Many talent teams had to reinvent themselves to get through the past year; in 2020, change was the only constant.
So what should talent acquisition leaders prioritize going into 2021? What are the absolute musts for their upcoming yearly plans? We heard from Expedia’s Senior VP of Global Talent Acquisition to answer those questions.
Current employees: TA’s best source of information
In one of his past roles, Stephen Lockhead, now at Expedia Group, witnessed the HR function work hard to push a workplace culture that is dynamic and network-oriented, one where employees could find many growth opportunities. And yet, after measuring the impact of their program on employee perception, the HR team discovered that after 3 years, only 56% of employees believed that they indeed had career growth opportunities within the company.

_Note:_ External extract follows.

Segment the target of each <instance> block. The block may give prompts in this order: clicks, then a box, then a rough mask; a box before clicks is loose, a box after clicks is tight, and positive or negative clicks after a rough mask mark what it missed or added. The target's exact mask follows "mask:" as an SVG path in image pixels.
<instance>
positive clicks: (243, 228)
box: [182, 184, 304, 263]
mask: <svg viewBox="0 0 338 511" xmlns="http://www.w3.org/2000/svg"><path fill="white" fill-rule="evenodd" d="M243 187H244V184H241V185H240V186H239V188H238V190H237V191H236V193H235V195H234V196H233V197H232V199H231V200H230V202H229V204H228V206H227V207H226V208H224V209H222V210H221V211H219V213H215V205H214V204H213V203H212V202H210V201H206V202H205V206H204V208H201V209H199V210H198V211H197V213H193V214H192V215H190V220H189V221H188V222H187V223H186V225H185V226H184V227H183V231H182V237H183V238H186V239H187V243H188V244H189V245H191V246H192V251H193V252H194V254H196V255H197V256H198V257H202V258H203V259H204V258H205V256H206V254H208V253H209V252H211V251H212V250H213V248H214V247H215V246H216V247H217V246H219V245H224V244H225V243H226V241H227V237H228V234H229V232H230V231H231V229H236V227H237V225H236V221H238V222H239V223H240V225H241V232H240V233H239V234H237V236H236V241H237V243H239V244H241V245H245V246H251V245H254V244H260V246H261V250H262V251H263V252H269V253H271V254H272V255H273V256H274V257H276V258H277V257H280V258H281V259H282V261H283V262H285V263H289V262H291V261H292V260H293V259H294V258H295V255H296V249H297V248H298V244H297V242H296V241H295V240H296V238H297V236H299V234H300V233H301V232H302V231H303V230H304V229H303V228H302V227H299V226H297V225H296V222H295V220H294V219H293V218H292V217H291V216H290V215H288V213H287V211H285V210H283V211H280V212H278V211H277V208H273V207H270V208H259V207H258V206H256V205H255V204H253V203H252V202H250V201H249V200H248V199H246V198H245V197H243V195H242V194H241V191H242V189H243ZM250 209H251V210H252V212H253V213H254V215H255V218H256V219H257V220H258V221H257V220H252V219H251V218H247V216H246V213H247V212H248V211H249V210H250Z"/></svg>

Very few of them knew people outside of their immediate work circles, despite the company’s agenda to prioritize networking and cross-functional communication.
In order to push HR or talent agendas effectively, the people organization has to go back to the one stakeholder that truly has the best information: the employees themselves. When it comes to what employees want out of a workplace, the people function does not “know best”. As talent acquisition leaders gear up for 2021, it is important to build in space to get feedback directly from current employees on everything from talent attraction messaging to internal mobility programs.
When it comes to what employees want out of a workplace, the people function does not “know best” - Stephen Lockhead, Senior VP, Global TA at Expedia Group
Recruiters: a crucial stakeholder of TA transformation
A number of talent teams have implemented, or have immediate plans to implement, wide-scale transformation projects this coming year. Like every other part of the business, they found themselves facing pressure to demonstrate how they would adapt to the tumultuous changes of the past year. They now need to quickly demonstrate that unpredictable market conditions will not take them by surprise again, so they are rushing to implement technology solutions or organizational changes that are supposed to solve for every possible recruiting challenge.
Roughly 70% of talent transformation projects fail, and failing to secure the buy-in of the right stakeholders is one of the main reasons behind that number. The end users of a new technology, or the members of newly created teams, are probably the easiest stakeholder to overlook, because they rarely have the power to block the decision-making process.
As they are designing their masterplan to reinvent their talent acquisition strategy, it is absolutely crucial that TA leaders involve end users early in their process, and take the following into consideration:
- Everyone resists change. This resistance is not an excuse to write off your end users’ input; on the contrary, it might be an opportunity to overcome some of the team’s biggest reservations, and make champions out of your staunchest opponents.
- Underpromise and overdeliver. Your recruiters must not be set up for disappointment by being told the new system or new process will be a universal solution to all their problems. Your intention is to build enthusiasm and buy-in, but you will instead undermine the actual value of what you end up delivering.
- Set them up for success. Training, forums, champions, badging and gamification… consider every trick in the bag when planning your implementation and ramp up. Your team must be given every chance to embrace this new transformation.
From diversity to inclusion: how TA can get it right
Diversity, equity and inclusion are top of mind for talent teams this year. However, while TA teams can directly influence the diversity of the talent they bring into the organization, it is harder for them to have an impact on equity or inclusion.
For Expedia, inclusion is getting to a place where every human being can feel comfortable and at ease in the workplace. So how can TA have a significant impact on that aspect of the employee experience? By rethinking TA’s ownership in internal mobility.
For TA leaders, this means creating an internal talent market where employees can feel well-informed, included in their workplace, and therefore excited to move around in the organization as their skills grow and new opportunities present themselves. TA teams who can crack this formula will provide their organization with a decisive advantage on the market next year.
Expedia Group’s learnings from 2020 have been instrumental in their plans for the next few years, and have informed their outlook on anything touching on talent, from health to human rights to socioeconomic concerns. They are excited to see these plans come to fruition, and to keep iterating on them.
It often takes a crisis for a company to recognize what it is capable of, and many companies have gone through an internal discovery journey during 2020. The challenge is now to plan for 2021 using those discoveries, in order to become more agile, and ready for the accelerated unpredictability of the talent environment.